QUE PENSES-TU DES RUMEURS CONCERNANT LE RETOUR DE GANONDORF ? ◭ Je m'y prépare depuis longtemps, je sais que le jour viendra où sa véhémence foulera à nouveau les terres du Royaume. Je sais qu'il ne s'agit peut-être que de rumeurs mais elles s'amplifient ces derniers temps et il faudrait être complètement fou pour ne pas y voir un signe. Je crains pour le Royaume d'Hyrule et je pense qu'il est de notre devoir à tous de commencer à préparer cette guerre du mieux possible.

SI CES RUMEURS S’AVÈRENT ÊTRE VRAIES, AIDERAS-TU LE ROYAUME OU TE RALLIERAS-TU A GANONDORF ? ◭ La question ne se pose même pas. Il y a de ça longtemps, j'ai épousé le Royaume d'Hyrule en foulant pour la première fois les terres hors du domaine Zora. Depuis, je sais que ma place est ici et que mon devoir est de mettre toutes mes forces à l'exercice du bien. Je suis de celles qui feront la fierté de la princesse et qui combattront à ses côtés.

QUEL EST TON AVIS SUR LA PRINCESSE ACTUELLE ? ◭ Zelda est une princesse adorable, jeune et talentueuse, j'en suis persuadée. Si son côté fougueux et impulsif dérange la plupart des citoyens, il ne faut pas oublier son âge et prendre en considération son manque, évident, de liberté. La pauvre est cloîtrée entre les murs de son château depuis trop longtemps, elle a besoin d'exprimer sa jeunesse. C'est de notre devoir de lui pardonner ses mauvaises décisions et de l'aider à mener à bien l'exercice de ses fonctions en tant que reine.

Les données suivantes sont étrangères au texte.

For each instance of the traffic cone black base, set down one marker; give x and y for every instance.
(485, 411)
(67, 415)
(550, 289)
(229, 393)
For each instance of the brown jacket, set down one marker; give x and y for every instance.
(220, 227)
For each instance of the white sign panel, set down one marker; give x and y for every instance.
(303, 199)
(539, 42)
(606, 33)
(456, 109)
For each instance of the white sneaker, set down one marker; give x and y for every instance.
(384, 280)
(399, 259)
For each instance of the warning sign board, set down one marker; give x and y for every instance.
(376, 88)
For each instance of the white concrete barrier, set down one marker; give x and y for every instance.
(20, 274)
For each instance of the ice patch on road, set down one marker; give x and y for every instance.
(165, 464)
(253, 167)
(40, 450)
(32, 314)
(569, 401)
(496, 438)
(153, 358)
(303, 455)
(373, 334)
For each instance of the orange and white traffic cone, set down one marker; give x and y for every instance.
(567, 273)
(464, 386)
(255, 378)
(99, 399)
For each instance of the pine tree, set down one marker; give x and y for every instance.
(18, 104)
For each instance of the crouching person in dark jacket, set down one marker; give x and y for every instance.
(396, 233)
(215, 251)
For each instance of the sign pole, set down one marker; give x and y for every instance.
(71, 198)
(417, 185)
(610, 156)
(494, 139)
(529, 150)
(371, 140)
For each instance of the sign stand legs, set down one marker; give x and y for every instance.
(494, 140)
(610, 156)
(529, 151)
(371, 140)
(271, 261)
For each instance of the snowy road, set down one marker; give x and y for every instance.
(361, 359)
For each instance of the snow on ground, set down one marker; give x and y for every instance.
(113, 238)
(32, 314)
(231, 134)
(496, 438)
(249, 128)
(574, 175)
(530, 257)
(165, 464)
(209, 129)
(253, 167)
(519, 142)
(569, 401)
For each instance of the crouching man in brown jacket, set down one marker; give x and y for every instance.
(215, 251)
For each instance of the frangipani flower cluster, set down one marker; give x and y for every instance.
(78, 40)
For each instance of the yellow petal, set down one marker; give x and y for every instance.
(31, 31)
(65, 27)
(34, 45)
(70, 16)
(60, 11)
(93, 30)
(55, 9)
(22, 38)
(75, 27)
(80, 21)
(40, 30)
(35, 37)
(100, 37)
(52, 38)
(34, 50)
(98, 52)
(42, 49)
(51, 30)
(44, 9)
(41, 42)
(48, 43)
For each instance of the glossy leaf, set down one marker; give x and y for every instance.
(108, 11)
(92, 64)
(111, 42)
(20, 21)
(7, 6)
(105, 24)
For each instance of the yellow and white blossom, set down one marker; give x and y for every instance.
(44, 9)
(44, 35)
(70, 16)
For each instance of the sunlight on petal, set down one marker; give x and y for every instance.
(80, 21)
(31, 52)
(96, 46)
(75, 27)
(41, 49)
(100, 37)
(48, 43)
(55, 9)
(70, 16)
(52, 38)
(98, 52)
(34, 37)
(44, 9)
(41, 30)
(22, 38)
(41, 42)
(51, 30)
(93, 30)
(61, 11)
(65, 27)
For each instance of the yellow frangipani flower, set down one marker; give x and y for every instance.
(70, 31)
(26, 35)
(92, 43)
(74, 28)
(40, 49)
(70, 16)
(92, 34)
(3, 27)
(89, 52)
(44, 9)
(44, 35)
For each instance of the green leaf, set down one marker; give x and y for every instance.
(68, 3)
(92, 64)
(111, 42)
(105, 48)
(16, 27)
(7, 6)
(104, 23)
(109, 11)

QUEL EST TON AVIS SUR LES GERUDOS ? ◭ Elles sont vulgaires, pour le peu que j'ai eu l'occasion d'en voir. Toujours très peu habillée et au vocabulaire assez limité, je trouve ces bonnes femmes assez simplistes et provocantes. Je ne les aime pas, peut-être parce qu'elles représentent tout ce que je n'aurai jamais osé être ou peut-être tout simplement parce que j'estime qu'il y a un minimum de savoir-vivre à avoir. Toujours est-il que les Gerudos ne sont pas des personnes sur lesquelles je sais pouvoir compter. Qui plus est, tout porte à croire qu'elles rallieront les forces de Ganondorf en cas de guerre.